To make this project possible, we contributed to the ScyllaDB ecosystem, especially to the Rust driver, with a few issues and pull requests.

For example, we added the code to compute the replica nodes of a primary key, as we needed it to compute the shard of a message:

We hope it will help you if you want to use this cool sharding pattern in your future shard-aware application!

We also discovered some ScyllaDB bugs, so of course we worked with ScyllaDB support to have them fixed (thanks for your reactivity).

 

What we wish we could do

As in all systems, everything is not perfect, and we have some points we wish we could do better.

Obviously, ScyllaDB is not a message queuing platform, and we miss Kafka long-polling. Currently, our architecture does regular fetching of each shard buffer, so that’s a lot of useless bandwidth consumed, but we are working on optimizing this.

Also, we encountered some memory issues, where we did suspect the ScyllaDB Rust driver.
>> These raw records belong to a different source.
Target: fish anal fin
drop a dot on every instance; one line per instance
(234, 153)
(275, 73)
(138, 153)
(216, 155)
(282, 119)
We didn’t take so much time to investigate, but it made us dig into the driver code, where we spotted a lot of memory allocations.

As a side project, we started to think about some optimizations; actually, we did more than think, because we wrote a whole prototype of an (almost) allocation-free ScyllaDB Rust driver.

We will maybe make it the subject of a future blog post, with the Rust driver outperforming back the Go driver!

 

Going further with ScyllaDB features

So we bet on ScyllaDB, and that’s a good thing, because it has a lot of other features that we want to benefit from.

For example Change Data Capture: using the CDC Kafka source connector, we could stream our message events to the rest of the infrastructure, without touching our application code. Observability made easy.

We are looking forward to the ScyllaDB path towards strongly consistent tables with Raft as an alternative to LWT.

Currently, we are using LWT in a few places, especially for dynamic shard workload attribution, so we can’t wait to test this feature!